Patient organisations believe that their voice and engagement would make major, positive changes to priorities at several stages in the medical innovation process.

The announcements of a UK Early Access scheme and an Adaptive Licensing Pilot in Europe are hugely positive steps forward – but there is still more to be done to make the development of medical innovations more responsive to patients' needs.

We are calling on the Government and political parties to unite behind a medical innovation manifesto for patients, to implement a programme that will see patients having a greater voice in their treatment, and to develop more adaptive pathways for clinical research and medical innovation.

The manifesto, produced by the Oxford-UCL Centre for the Advancement of Sustainable Medical Innovation (CASMI) in conjunction with several patient organisations, is supported by Empower: Access to Medicine and Genetic Alliance UK; and a large number of other patient/disease organisations. 


This ten point programme proposes progress to be made in a range of areas:


Basic research on the causes of diseases: failure to make progress in many areas results from a lack of understanding of the causes of disease. Investments in disease research need to be more strategic with less duplication and a greater sharing of assets and data.

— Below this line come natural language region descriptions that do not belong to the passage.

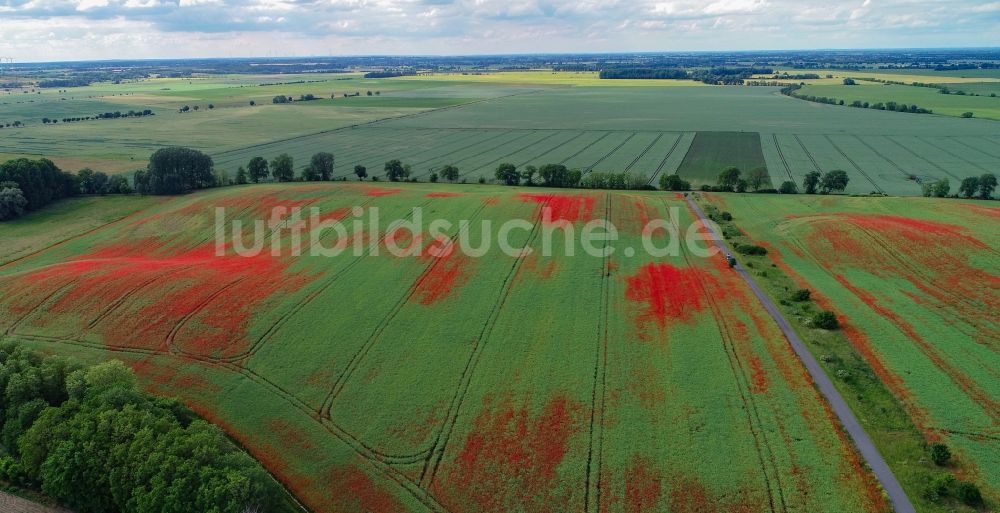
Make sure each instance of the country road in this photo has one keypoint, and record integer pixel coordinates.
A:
(900, 502)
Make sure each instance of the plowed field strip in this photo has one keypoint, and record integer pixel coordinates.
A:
(443, 437)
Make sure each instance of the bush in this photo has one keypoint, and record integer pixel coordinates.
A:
(940, 454)
(969, 494)
(674, 183)
(750, 249)
(12, 203)
(826, 320)
(176, 170)
(939, 487)
(801, 295)
(788, 187)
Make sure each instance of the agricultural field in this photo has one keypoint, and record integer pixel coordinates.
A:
(924, 97)
(440, 381)
(711, 152)
(915, 282)
(526, 118)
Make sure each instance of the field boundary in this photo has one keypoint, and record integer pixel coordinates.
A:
(897, 496)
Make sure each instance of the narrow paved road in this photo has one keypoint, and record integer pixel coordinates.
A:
(900, 502)
(14, 504)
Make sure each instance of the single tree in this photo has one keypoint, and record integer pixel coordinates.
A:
(396, 171)
(758, 178)
(177, 170)
(969, 186)
(449, 173)
(940, 454)
(528, 175)
(987, 184)
(258, 169)
(826, 320)
(811, 182)
(283, 168)
(834, 181)
(12, 202)
(941, 188)
(729, 178)
(321, 165)
(507, 174)
(672, 182)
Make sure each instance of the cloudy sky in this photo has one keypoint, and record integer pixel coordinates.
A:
(45, 30)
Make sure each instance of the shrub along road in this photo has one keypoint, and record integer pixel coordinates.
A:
(900, 502)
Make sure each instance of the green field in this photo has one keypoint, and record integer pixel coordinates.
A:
(375, 382)
(711, 152)
(915, 281)
(924, 97)
(479, 121)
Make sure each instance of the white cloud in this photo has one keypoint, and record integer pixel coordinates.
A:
(177, 28)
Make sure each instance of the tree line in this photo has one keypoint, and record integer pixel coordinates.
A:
(793, 89)
(89, 438)
(27, 185)
(980, 187)
(103, 115)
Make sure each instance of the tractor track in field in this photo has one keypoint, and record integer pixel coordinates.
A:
(608, 154)
(862, 442)
(380, 463)
(598, 395)
(585, 148)
(515, 152)
(666, 157)
(169, 341)
(644, 152)
(781, 155)
(854, 164)
(80, 235)
(370, 153)
(376, 334)
(816, 166)
(308, 298)
(443, 437)
(954, 155)
(990, 406)
(919, 157)
(366, 152)
(463, 148)
(765, 454)
(980, 150)
(236, 151)
(896, 166)
(916, 270)
(43, 302)
(118, 302)
(556, 147)
(488, 150)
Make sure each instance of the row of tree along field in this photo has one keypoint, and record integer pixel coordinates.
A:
(90, 439)
(27, 185)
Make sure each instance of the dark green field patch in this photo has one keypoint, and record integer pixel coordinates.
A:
(711, 152)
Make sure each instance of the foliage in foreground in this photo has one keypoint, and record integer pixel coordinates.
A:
(87, 437)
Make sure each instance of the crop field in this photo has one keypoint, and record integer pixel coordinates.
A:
(711, 152)
(478, 121)
(916, 283)
(924, 97)
(441, 381)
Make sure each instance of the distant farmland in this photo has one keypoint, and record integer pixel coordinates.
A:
(916, 283)
(528, 118)
(385, 383)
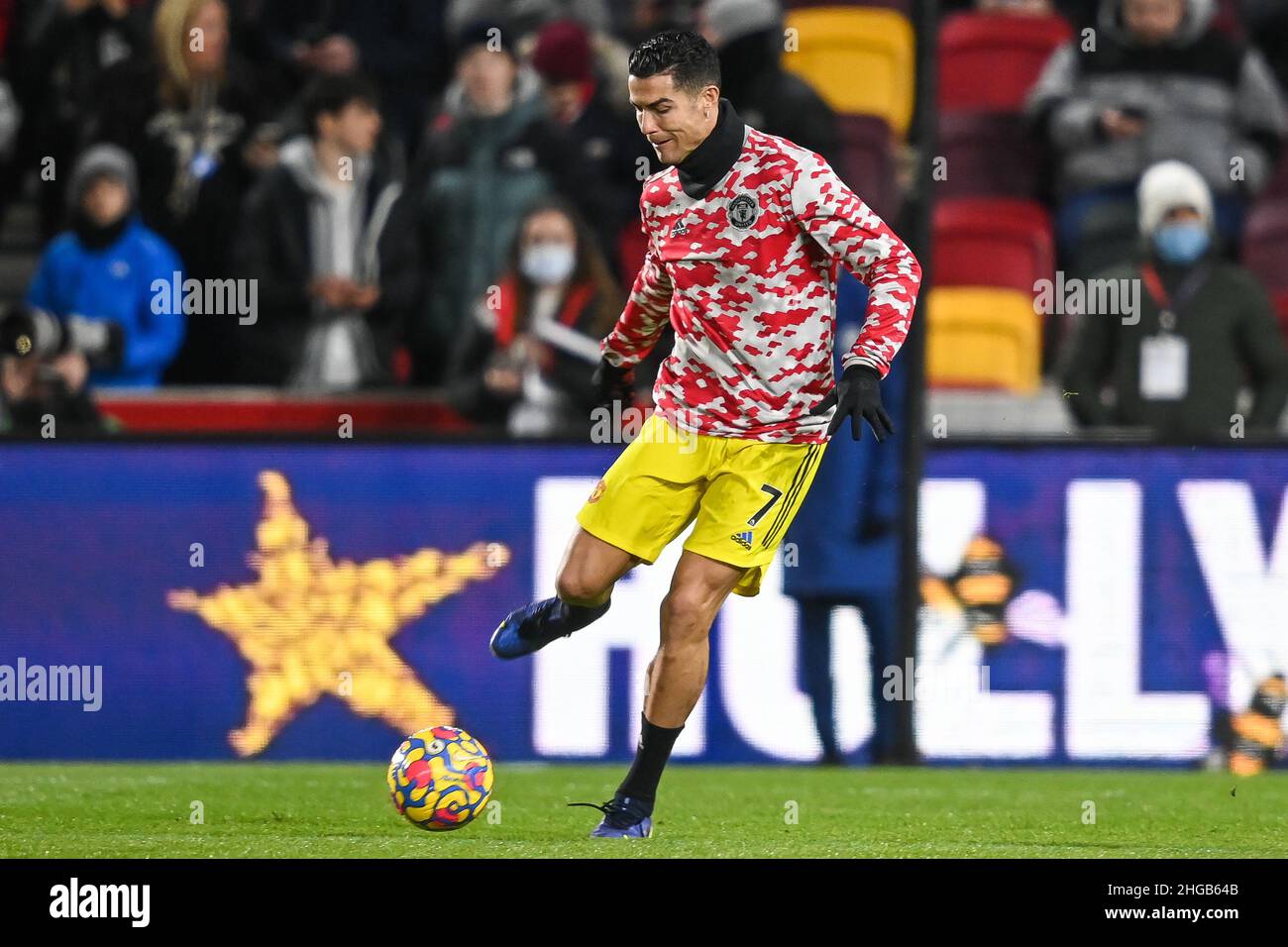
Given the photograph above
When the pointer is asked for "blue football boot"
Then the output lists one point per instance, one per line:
(532, 628)
(623, 818)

Benefits sought in new medicines: research is often ‘push’-focused, targeted on what professionals in industry believe are easily measureable performance criteria; patients want a more ‘pull’ orientation, prioritising other, ‘quality of life’ and patient-oriented measures.

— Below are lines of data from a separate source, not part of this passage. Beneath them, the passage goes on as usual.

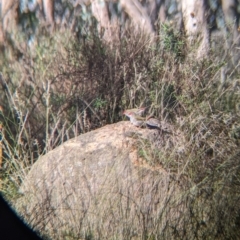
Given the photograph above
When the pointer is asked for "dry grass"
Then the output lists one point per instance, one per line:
(69, 86)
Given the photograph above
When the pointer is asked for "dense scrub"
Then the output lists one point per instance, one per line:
(65, 86)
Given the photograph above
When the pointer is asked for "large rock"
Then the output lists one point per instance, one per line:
(96, 185)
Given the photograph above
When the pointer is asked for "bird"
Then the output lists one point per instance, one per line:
(138, 111)
(153, 122)
(135, 119)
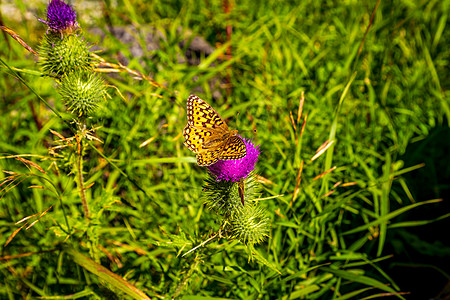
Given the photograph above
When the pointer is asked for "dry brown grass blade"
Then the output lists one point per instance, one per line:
(58, 135)
(14, 234)
(297, 187)
(8, 257)
(30, 163)
(41, 215)
(303, 125)
(300, 107)
(324, 173)
(261, 179)
(322, 149)
(106, 67)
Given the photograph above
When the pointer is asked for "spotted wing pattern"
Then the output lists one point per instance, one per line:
(208, 135)
(234, 149)
(202, 115)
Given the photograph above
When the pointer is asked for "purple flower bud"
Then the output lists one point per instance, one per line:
(60, 17)
(234, 170)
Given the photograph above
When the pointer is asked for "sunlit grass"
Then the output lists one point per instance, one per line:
(332, 216)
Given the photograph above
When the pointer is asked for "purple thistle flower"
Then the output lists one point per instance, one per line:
(60, 17)
(234, 170)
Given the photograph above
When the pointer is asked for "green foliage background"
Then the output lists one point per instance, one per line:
(148, 211)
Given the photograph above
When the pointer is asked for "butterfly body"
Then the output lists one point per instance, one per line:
(208, 135)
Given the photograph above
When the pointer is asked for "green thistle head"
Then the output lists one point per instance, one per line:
(82, 92)
(62, 55)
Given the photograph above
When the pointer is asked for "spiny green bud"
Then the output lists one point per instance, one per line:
(59, 55)
(82, 92)
(227, 197)
(250, 225)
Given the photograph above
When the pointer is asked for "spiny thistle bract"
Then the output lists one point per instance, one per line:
(250, 224)
(82, 92)
(59, 56)
(230, 190)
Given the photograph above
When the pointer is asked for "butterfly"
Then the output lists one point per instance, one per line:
(207, 134)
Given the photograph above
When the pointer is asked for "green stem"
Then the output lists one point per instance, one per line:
(80, 179)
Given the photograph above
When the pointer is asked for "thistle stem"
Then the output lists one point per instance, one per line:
(80, 179)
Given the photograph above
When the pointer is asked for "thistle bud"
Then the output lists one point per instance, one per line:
(82, 93)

Non-drug innovations:  managing patients’ lives in the later stages of disease requires technologies that need to be more actively developed, tested and reimbursed (example: non-invasive ventilation in Motor Neurone Disease).

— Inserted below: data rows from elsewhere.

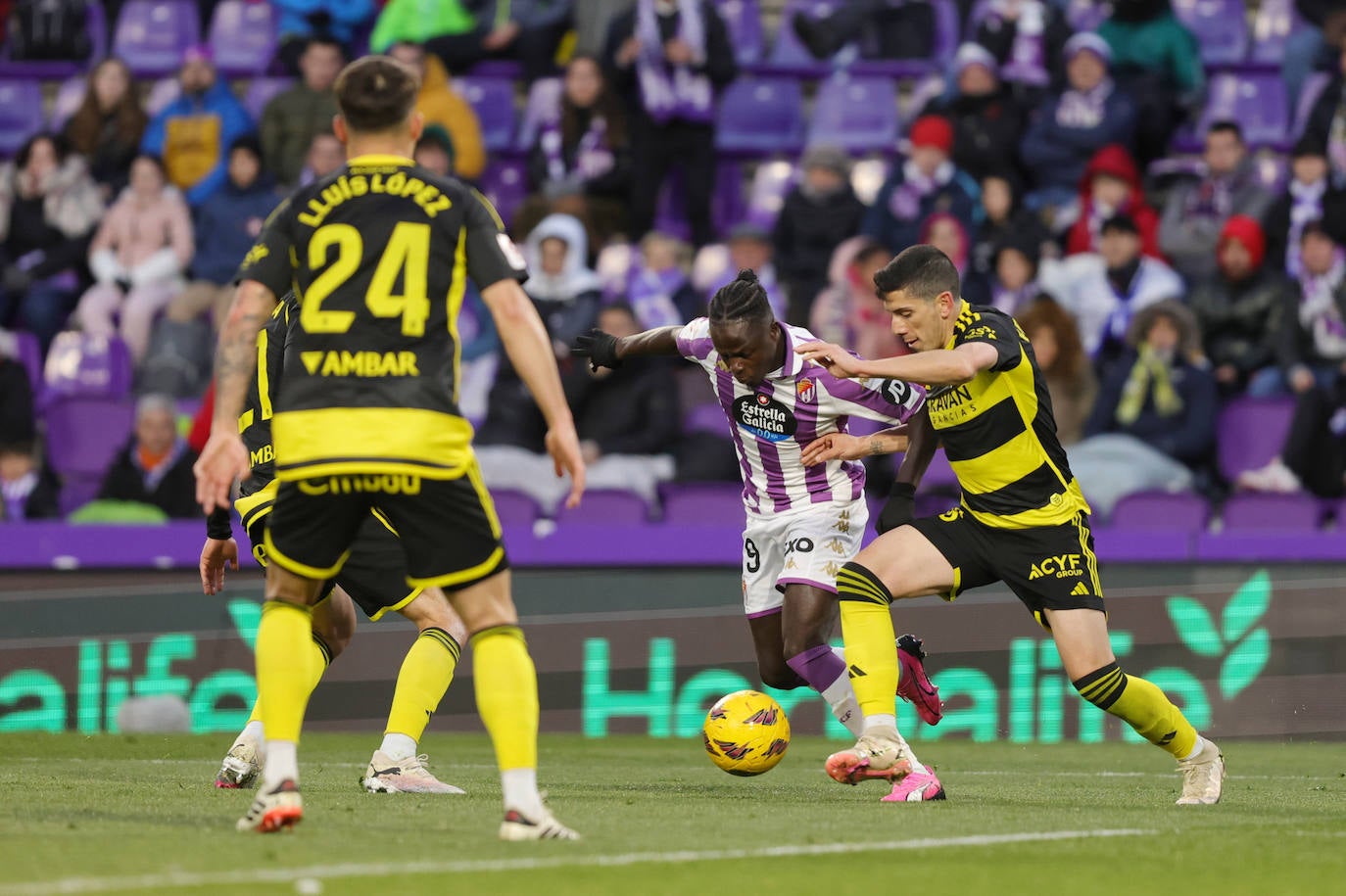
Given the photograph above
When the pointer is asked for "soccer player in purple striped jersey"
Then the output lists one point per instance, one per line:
(802, 522)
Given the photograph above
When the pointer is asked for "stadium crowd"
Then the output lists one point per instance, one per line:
(1072, 159)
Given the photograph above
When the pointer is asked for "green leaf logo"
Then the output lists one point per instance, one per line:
(247, 616)
(1194, 626)
(1245, 648)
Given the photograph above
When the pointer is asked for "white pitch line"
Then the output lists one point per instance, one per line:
(489, 866)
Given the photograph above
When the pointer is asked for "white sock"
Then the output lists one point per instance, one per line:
(398, 745)
(281, 763)
(520, 786)
(881, 723)
(841, 698)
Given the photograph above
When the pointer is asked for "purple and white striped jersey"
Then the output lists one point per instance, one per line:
(794, 405)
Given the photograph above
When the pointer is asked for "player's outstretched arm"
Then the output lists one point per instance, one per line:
(841, 446)
(529, 350)
(225, 459)
(900, 506)
(936, 367)
(605, 350)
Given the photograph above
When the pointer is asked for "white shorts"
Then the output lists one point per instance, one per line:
(805, 546)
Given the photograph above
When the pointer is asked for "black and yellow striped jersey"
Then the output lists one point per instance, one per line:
(999, 434)
(377, 256)
(258, 493)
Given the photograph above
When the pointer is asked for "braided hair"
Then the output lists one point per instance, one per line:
(741, 299)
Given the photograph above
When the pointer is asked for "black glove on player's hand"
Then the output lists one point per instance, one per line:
(600, 348)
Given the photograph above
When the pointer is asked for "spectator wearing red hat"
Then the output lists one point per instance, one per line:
(925, 183)
(1111, 186)
(1240, 309)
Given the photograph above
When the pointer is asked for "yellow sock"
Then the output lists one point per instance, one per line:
(322, 658)
(285, 668)
(867, 629)
(421, 683)
(1141, 705)
(506, 694)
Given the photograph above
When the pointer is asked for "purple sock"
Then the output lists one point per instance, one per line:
(819, 666)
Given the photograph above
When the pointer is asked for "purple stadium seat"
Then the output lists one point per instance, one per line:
(29, 355)
(708, 418)
(501, 69)
(493, 100)
(744, 21)
(704, 504)
(614, 262)
(82, 366)
(1252, 432)
(543, 109)
(1274, 21)
(96, 24)
(260, 92)
(1162, 510)
(78, 490)
(1085, 15)
(788, 54)
(514, 507)
(21, 114)
(857, 115)
(243, 38)
(85, 434)
(1255, 100)
(770, 183)
(69, 97)
(608, 507)
(152, 34)
(760, 116)
(1220, 25)
(505, 183)
(1313, 89)
(1280, 513)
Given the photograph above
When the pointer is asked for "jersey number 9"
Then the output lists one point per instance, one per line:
(407, 255)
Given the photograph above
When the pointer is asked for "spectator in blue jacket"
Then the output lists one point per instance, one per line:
(194, 132)
(226, 226)
(925, 183)
(1154, 424)
(1073, 125)
(337, 19)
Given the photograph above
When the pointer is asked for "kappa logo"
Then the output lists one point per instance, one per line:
(1062, 567)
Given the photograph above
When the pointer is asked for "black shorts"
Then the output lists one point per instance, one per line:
(446, 528)
(1047, 567)
(374, 575)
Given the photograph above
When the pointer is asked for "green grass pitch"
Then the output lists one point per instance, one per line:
(139, 814)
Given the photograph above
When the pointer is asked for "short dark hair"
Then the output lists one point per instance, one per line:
(1226, 125)
(741, 299)
(376, 93)
(922, 270)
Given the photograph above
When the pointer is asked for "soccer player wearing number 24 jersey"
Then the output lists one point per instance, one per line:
(1022, 520)
(802, 524)
(378, 256)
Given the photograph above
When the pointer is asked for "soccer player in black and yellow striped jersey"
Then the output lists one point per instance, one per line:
(1022, 518)
(378, 255)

Clinical research: there is a major opportunity for creating disease registers (with the support of patient organisations, working with Public Health England) and linking these to tissue banks (working with Medical Research Council, Technology Strategy Board etc).


Regulatory benefit/risk assessments: these should take patients’ views much more systematically into account and also reflect the increasing willingness to bear risk as disease progresses and treatment options narrow.


Adaptive licensing’/development: this early-access to medicines scheme needs to be progressed imaginatively, addressing unsolved problems, such as how prices can reflect additional value proven after initial conditional licensing. We will watch the EMA pilot with interest.


Reimbursement decisions: regulators and payors should take account of forms of evidence besides classic randomised controlled trials (RCTs) and include factors going beyond the cost/quality-adjusted life year (QALY) to reflect the life situation of the patients and their carers.


Point of diagnosis: better support for clinicians on giving diagnoses and developing the doctor-patient relationship is needed. There also needs to be active encouragement for clinicians to be research active if patient willingness to participate is to be maximised.


Adherence: more research is needed into the psychological factors that lead patients (including those with life limiting diseases) to take inappropriate self-treatment strategies and ‘drug holidays.’


Health Systems' Uptake of Innovation: the challenge will be to create an environment conducive to truly sustainable innovation and service improvement.